Prove that for $0 < a < b$,
\begin{equation}
\int_{a}^{b} \arccos \left( \frac{x}{\sqrt{(a+b)x - ab}} \right) \; dx = \frac{\pi}{4} \frac{(b-a)^2}{a+b}.
\label{eqn:orig}
\end{equation}
Solution.
Let \( \alpha = \sqrt{b/a} > 1 \) and \( \beta = \frac{1}{2}(\alpha - \alpha^{-1}) \). Then by the substitution \( x = \sqrt{ab} u \), \eqref{eqn:orig} is equivalent to
\begin{equation}
\int_{\alpha^{-1}}^{\alpha} \arccos \left( \frac{u}{\sqrt{(\alpha + \alpha^{-1}) u - 1}} \right) \; du = \frac{\pi \beta^2}{\alpha + \alpha^{-1}}.
\label{eqn:var_1}
\end{equation}
Now by the substitution \( v = \sqrt{(\alpha + \alpha^{-1}) u - 1} \), \eqref{eqn:var_1} is equivalent to
\begin{equation}
\int_{\alpha^{-1}}^{\alpha} 2 v \arccos \left( \frac{v + v^{-1}}{\alpha + \alpha^{-1}} \right) \; dv = \pi \beta^2 .
\label{eqn:var_2}
\end{equation}
Now performing integration by parts, the left hand side of \eqref{eqn:var_2} becomes
\begin{equation}
\int_{\alpha^{-1}}^{\alpha} \frac{v^2 - 1}{\sqrt{(\alpha + \alpha^{-1})^2 - (v + v^{-1})^2}} \; dv = \int_{\alpha^{-1}}^{\alpha} \frac{v^2 - 1}{\sqrt{(\alpha - \alpha^{-1})^2 - (v - v^{-1})^2}} \; dv .
\label{eqn:var_3}
\end{equation}
Finally, plug \( v = w + \sqrt{1+w^2} \).
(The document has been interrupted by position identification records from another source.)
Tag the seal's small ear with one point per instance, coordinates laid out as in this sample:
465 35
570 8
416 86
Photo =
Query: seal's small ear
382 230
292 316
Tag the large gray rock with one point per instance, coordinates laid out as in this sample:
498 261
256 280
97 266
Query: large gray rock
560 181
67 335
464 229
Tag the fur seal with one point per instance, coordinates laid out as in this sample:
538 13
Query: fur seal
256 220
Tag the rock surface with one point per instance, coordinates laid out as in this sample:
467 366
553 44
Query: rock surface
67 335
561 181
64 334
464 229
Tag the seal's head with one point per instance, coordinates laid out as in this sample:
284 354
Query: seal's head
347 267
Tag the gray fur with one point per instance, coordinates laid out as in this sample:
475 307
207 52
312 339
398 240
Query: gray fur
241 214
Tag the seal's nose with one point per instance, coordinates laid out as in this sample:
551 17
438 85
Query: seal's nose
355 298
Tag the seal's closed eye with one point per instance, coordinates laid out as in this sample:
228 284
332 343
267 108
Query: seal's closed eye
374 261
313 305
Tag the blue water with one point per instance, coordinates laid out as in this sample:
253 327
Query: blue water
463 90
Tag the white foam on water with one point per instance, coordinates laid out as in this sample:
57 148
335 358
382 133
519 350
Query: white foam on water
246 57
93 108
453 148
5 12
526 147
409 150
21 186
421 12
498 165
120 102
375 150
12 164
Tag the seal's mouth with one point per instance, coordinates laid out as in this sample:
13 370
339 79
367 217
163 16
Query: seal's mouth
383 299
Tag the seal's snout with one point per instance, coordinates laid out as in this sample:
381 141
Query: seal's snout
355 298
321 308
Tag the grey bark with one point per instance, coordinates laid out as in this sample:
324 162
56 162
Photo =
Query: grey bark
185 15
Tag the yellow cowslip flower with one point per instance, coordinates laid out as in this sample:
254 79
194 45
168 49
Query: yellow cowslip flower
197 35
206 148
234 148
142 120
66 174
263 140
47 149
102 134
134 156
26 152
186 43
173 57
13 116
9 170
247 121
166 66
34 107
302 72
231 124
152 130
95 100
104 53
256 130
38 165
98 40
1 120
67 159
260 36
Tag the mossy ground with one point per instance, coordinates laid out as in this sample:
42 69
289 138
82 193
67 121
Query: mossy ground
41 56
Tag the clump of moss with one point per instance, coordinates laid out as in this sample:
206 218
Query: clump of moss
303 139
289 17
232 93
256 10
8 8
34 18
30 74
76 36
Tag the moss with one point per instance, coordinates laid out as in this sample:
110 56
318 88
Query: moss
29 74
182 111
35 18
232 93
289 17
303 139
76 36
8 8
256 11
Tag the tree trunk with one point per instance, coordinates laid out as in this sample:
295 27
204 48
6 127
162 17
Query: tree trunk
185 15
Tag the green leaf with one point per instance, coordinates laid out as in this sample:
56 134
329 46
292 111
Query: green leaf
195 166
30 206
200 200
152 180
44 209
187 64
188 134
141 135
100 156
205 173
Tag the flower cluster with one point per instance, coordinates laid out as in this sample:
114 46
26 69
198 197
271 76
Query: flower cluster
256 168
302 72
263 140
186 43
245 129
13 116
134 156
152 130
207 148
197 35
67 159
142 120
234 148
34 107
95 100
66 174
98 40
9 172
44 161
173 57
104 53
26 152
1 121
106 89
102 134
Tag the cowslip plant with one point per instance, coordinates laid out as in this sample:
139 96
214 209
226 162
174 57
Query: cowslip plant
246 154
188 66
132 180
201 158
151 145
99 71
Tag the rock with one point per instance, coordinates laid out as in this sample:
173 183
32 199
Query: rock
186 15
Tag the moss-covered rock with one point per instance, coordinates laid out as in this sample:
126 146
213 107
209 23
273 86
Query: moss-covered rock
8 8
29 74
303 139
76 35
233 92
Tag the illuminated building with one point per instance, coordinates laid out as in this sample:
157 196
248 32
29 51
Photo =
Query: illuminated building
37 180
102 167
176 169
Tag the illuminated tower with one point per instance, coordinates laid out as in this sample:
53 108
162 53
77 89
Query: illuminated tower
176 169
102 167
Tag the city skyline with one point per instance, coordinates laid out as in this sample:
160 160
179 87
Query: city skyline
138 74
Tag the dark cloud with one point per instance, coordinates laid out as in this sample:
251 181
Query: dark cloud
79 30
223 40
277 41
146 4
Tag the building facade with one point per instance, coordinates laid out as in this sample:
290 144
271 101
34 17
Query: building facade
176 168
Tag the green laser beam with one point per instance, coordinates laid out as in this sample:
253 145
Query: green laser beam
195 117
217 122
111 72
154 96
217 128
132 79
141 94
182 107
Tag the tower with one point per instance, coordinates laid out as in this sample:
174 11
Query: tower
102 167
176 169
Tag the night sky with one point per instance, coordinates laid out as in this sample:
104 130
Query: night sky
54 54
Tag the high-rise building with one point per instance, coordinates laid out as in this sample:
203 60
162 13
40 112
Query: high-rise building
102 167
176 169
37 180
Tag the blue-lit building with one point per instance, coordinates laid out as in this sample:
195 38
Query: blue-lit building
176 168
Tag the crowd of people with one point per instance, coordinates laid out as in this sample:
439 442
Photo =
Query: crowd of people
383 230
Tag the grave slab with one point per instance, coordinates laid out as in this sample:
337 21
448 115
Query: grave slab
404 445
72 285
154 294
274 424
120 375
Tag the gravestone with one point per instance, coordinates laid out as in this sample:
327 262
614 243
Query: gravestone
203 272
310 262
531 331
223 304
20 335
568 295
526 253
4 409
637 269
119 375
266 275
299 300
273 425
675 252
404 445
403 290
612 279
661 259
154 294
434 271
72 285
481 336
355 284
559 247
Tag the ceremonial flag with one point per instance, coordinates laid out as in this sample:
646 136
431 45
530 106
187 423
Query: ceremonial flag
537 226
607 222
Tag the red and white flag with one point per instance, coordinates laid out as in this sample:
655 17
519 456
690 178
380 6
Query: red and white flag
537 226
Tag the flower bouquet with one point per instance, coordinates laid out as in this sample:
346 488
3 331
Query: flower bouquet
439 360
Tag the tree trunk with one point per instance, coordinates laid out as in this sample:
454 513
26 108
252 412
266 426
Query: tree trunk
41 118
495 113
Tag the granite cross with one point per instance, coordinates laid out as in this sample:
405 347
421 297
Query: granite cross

Then \eqref{eqn:var_3} reduces to
\begin{equation}
\int_{-\beta}^{\beta} \frac{w\left(w+\sqrt{1+w^2}\right)^2}{\sqrt{\beta^2 - w^2}\sqrt{1+w^2}} \; dw .
\label{eqn:var_4}
\end{equation}
Now expanding the square in the numerator of \eqref{eqn:var_4}, the odd terms cancel out, yielding
\begin{equation*}
\int_{-\beta}^{\beta} \frac{2w^2}{\sqrt{\beta^2 - w^2}} \; dw .
\end{equation*}
This integral is easily calculated by the substitution \( w = \beta \sin\theta \), verifying the identity as desired.